Australian trainer Liz Jones arrived at the Games earlier this week. "Well, given that I am Australian, I thought the Australian [Olympics] was absolutely fantastic," she told ABC News. "But we probably are a little surprised that there's not a lot happening inside the Green, compared to what it was like in Australia."
"But the facilities are just amazing, and it's so clean," Jones said.
Christine Brennan, Olympics expert and author of several books on Olympic sports, has covered 13 consecutive Games as a journalist. The tone on Beijing's Green is distinctly subdued, she said.
"You don't get the sense that you did in Sydney or Barcelona or Athens or even Atlanta," Brennan told ABC News.
"After Friday night's opening ceremony, which was over the top, literally the greatest ever, you wonder, where are those beautiful video screens where people can watch the replays and dance and cheer. Where are the bands? Where is the party?" she asked.

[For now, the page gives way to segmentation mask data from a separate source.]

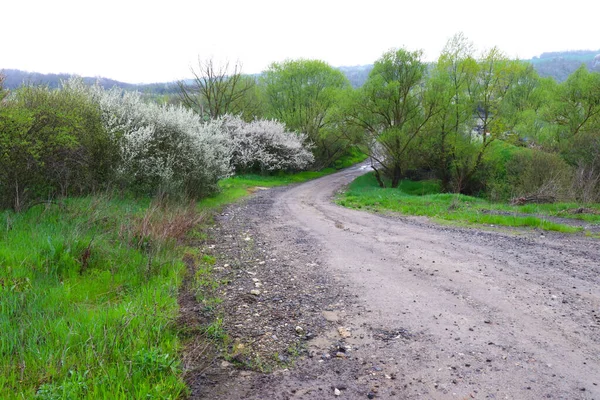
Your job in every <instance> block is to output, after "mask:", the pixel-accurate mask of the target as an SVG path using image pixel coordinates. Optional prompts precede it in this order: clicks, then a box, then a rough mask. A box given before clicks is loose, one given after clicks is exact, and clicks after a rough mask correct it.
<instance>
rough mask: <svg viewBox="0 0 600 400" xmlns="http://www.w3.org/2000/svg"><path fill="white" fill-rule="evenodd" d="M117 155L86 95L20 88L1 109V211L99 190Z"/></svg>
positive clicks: (69, 91) (42, 87)
mask: <svg viewBox="0 0 600 400" xmlns="http://www.w3.org/2000/svg"><path fill="white" fill-rule="evenodd" d="M117 154H118V153H117V149H116V142H113V141H111V140H110V139H109V138H108V135H107V134H106V131H105V130H104V129H103V128H102V123H101V120H100V113H99V110H98V108H97V107H96V105H95V104H92V102H91V101H90V100H89V99H88V98H87V97H86V96H85V95H84V94H82V93H78V92H76V91H70V90H51V89H49V88H48V87H43V86H22V87H21V88H19V89H17V90H16V91H15V93H14V96H12V97H11V98H10V100H8V101H5V102H4V104H2V105H1V106H0V207H11V208H13V209H15V210H21V209H23V208H24V207H27V205H28V204H31V202H33V201H36V200H39V199H48V198H49V197H53V196H55V195H67V194H81V193H87V192H89V191H91V190H94V189H99V188H101V187H103V186H104V184H106V183H107V181H109V180H110V178H111V176H110V172H111V171H112V170H113V168H114V165H115V157H116V156H117Z"/></svg>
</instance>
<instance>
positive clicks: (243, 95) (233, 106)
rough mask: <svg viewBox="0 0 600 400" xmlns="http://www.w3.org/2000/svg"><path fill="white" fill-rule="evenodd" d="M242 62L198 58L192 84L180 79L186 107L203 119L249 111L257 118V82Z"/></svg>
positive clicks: (193, 70) (191, 71)
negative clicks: (250, 95) (193, 110)
mask: <svg viewBox="0 0 600 400" xmlns="http://www.w3.org/2000/svg"><path fill="white" fill-rule="evenodd" d="M241 70H242V65H241V64H240V63H239V62H237V63H235V64H234V65H233V66H230V64H229V63H228V62H227V63H224V64H222V65H218V64H216V63H215V61H214V60H212V59H208V60H202V59H200V58H198V67H197V68H190V71H191V73H192V75H193V76H194V78H193V79H192V82H191V83H188V82H186V81H179V82H177V86H178V87H179V95H180V98H181V101H182V102H183V104H184V105H185V106H187V107H188V108H190V109H192V110H194V111H195V112H196V113H198V114H199V115H200V116H201V117H202V118H203V119H210V118H218V117H221V116H223V115H226V114H239V113H246V114H248V115H247V117H248V118H250V119H251V118H253V117H254V116H255V115H256V114H255V113H254V115H252V114H253V113H252V111H251V108H252V109H254V108H255V105H256V101H254V100H256V97H254V98H252V97H249V95H251V94H253V93H255V86H256V82H255V80H254V79H253V78H252V77H246V76H243V75H242V73H241Z"/></svg>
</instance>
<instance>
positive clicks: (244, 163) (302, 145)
mask: <svg viewBox="0 0 600 400" xmlns="http://www.w3.org/2000/svg"><path fill="white" fill-rule="evenodd" d="M210 124H214V125H217V126H218V128H217V129H221V130H223V131H224V132H226V134H227V136H228V137H229V143H230V148H231V151H232V158H231V165H232V167H233V168H234V169H235V170H236V171H237V172H249V171H255V172H256V171H260V172H266V171H281V170H286V171H297V170H302V169H305V168H306V167H308V166H309V165H310V164H311V163H312V162H313V161H314V157H313V155H312V153H311V152H310V150H309V149H308V148H307V147H305V146H304V145H303V143H305V141H306V135H304V134H301V133H295V132H290V131H287V130H286V129H285V125H284V124H282V123H281V122H277V121H272V120H255V121H252V122H244V121H243V120H242V119H241V118H240V117H235V116H230V115H226V116H224V117H222V118H219V119H217V120H214V121H212V122H209V123H208V125H210Z"/></svg>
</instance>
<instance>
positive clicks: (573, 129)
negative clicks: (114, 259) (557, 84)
mask: <svg viewBox="0 0 600 400" xmlns="http://www.w3.org/2000/svg"><path fill="white" fill-rule="evenodd" d="M556 95H557V97H556V100H557V101H555V102H554V103H553V107H552V110H551V118H552V122H553V123H554V124H555V125H556V126H557V127H558V129H557V131H556V134H557V136H556V138H557V140H558V141H559V142H560V141H561V140H565V139H566V140H568V139H572V138H573V137H575V136H576V135H579V134H582V133H586V132H595V131H600V73H597V72H589V71H588V70H587V68H586V67H585V66H584V65H582V66H581V67H580V68H579V69H578V70H577V71H575V72H574V73H573V74H571V75H570V76H569V78H567V80H566V81H565V82H563V83H562V84H561V85H560V86H559V87H558V90H557V93H556Z"/></svg>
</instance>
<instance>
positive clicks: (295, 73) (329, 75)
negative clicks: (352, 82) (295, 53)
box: [261, 59, 350, 166]
mask: <svg viewBox="0 0 600 400" xmlns="http://www.w3.org/2000/svg"><path fill="white" fill-rule="evenodd" d="M261 83H262V85H263V87H264V95H265V107H266V115H267V116H268V117H270V118H274V119H277V120H279V121H281V122H284V123H285V124H286V126H287V128H288V129H290V130H293V131H297V132H302V133H305V134H306V135H307V136H308V139H309V140H310V141H311V142H312V144H313V145H314V148H313V153H314V155H315V159H316V162H317V164H318V165H319V166H324V165H329V164H330V163H332V162H333V161H335V160H336V159H337V158H338V157H340V156H341V155H343V153H344V151H345V150H346V149H347V140H346V138H345V136H344V135H343V132H342V130H341V129H340V121H339V113H338V112H337V109H338V103H339V101H341V98H342V97H343V96H344V95H345V94H346V93H347V90H349V88H350V84H349V82H348V80H347V79H346V77H345V76H344V74H342V73H341V72H340V71H338V70H336V69H335V68H332V67H331V66H330V65H328V64H327V63H325V62H323V61H319V60H302V59H301V60H287V61H284V62H283V63H273V64H271V66H270V67H269V68H268V69H267V71H265V72H264V74H263V75H262V77H261Z"/></svg>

"They are going by the book, and it's going to be an organizationally perfect Olympics probably, but are they missing out on some of the fun?"
American Kenan Baker from Texas is in Beijing to attend the Games and can't help but compare his experience here to the 2004 Athens Olympics.

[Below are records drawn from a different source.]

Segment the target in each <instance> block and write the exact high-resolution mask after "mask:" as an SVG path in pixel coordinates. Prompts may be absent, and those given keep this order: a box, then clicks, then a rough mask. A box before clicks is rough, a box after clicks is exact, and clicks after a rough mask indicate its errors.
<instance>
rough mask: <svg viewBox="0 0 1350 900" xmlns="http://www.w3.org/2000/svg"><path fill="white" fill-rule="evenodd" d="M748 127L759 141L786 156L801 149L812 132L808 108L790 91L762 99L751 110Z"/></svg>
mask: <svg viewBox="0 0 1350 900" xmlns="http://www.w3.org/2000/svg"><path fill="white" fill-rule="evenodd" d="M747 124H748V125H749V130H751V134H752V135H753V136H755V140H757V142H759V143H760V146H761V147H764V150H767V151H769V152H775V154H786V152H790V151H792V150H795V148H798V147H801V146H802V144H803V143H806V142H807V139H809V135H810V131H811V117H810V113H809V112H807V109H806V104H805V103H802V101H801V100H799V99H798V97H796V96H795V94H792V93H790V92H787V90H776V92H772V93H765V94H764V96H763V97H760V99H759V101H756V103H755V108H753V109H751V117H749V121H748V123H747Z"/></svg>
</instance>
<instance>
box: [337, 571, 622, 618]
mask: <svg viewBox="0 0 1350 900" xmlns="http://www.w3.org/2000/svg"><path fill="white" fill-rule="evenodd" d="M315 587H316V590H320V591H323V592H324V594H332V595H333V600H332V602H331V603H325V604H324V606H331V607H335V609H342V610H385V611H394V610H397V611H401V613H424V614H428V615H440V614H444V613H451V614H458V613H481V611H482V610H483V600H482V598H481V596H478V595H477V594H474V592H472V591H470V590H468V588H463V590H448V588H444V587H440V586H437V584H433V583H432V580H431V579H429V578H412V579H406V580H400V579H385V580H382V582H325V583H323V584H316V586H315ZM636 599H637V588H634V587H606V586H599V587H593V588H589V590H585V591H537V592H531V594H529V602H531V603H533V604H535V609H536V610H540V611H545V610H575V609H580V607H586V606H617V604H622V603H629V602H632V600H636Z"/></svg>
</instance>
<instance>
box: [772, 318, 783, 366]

As he exited the women's gymnastics team finals Wednesday, Baker said, "We went to the Olympics in Greece and it's a little bit more hostile here because you see the volunteers ... sort of marching down the street. On every corner, you see a soldier holding a big automatic gun."
"When we were in Athens, we were much more at ease, compared to here," Baker continued.
Baker's friend Raleigh Young agreed. "They are kind of like on edge a little bit."
Nearby, Yi Guicun, from northeast China, exited the Olympic Green after attending women's synchronized diving at the Water Cube, saying that buying tickets was "very difficult, extremely difficult."
He is right. Tickets for events in Beijing sold out in four hectic phases of ticket sales.